Trois pistes pour se préparer à l'inattendu

Crédits : Orla/iStock
Crédits : Orla/iStock

Alors que le contexte économique, sanitaire et écologique requiert de tous et de chacun un effort supplémentaire de solidarité, notre addiction à notre confort individuel nous fait prendre un tout autre chemin. Bernard Perret, socioéconomiste, dégage trois pistes pour orienter nos choix et nos actions dans un souci de préservation de l’humanité.


Notre situation historique a quelque chose d’inédit, pour laquelle le mot « crise » ne suffit plus. Être confrontés aux limites et à la fragilité de notre niche écologique oblige l’humanité à renoncer à une certaine idée du progrès, qui faisait voir l’avenir comme une marche continue vers un monde toujours plus prospère, des existences plus libres, mobiles, émancipées et excitantes.

Inutile d’en rajouter sur l’ampleur des menaces environnementales. Mais un autre aspect de notre situation mérite d’être davantage souligné : l’écart croissant entre le nécessaire esprit de solidarité, de responsabilité et de coopération dont il faudrait faire preuve et les tendances spontanées de l’évolution du monde : populismes, replis nationalistes, fondamentalismes religieux, irrédentismes régionaux, aggravation des tensions géopolitiques, course aux armements, construction de murs, délégitimation de la démocratie représentative, nouvelles formes de violence sociale, etc. Tout semble aller dans le mauvais sens.

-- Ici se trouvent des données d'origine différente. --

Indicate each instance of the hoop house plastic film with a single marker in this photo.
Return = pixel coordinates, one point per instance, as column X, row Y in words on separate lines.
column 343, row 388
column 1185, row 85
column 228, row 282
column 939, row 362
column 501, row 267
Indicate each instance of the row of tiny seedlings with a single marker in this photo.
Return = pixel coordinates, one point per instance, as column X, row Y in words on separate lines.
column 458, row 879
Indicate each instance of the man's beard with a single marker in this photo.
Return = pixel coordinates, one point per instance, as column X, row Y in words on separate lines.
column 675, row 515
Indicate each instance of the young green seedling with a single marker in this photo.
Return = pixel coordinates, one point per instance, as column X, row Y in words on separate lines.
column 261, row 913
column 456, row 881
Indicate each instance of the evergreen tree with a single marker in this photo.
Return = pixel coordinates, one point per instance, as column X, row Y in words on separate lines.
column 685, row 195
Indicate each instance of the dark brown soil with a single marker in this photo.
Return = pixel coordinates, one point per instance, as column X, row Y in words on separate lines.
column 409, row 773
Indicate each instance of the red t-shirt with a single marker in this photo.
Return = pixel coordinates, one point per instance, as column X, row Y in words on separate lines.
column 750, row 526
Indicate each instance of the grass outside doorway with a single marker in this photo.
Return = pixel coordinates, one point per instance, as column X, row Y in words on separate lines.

Face à cela, pour l’instant, les utopies ne font pas le poids. La décroissance n’est qu’un mot d’ordre et ceux-là mêmes qui disent l’appeler de leurs vœux auraient souvent du mal à en assumer toutes les conséquences. Nous sommes tous trop attachés à notre mode de vie et solidaires du système par nos attentes et nos comportements pour être immédiatement prêts à consentir aux efforts nécessaires. Les multiples oppositions et objections suscitées par les projets de fiscalité carbone, certes parfois motivées par un sentiment justifié d’injustice sociale, illustrent avant tout notre addiction collective à un mode de vie fondé sur l’énergie à bon marché. Nous ne manquons pourtant pas de modèles d’action.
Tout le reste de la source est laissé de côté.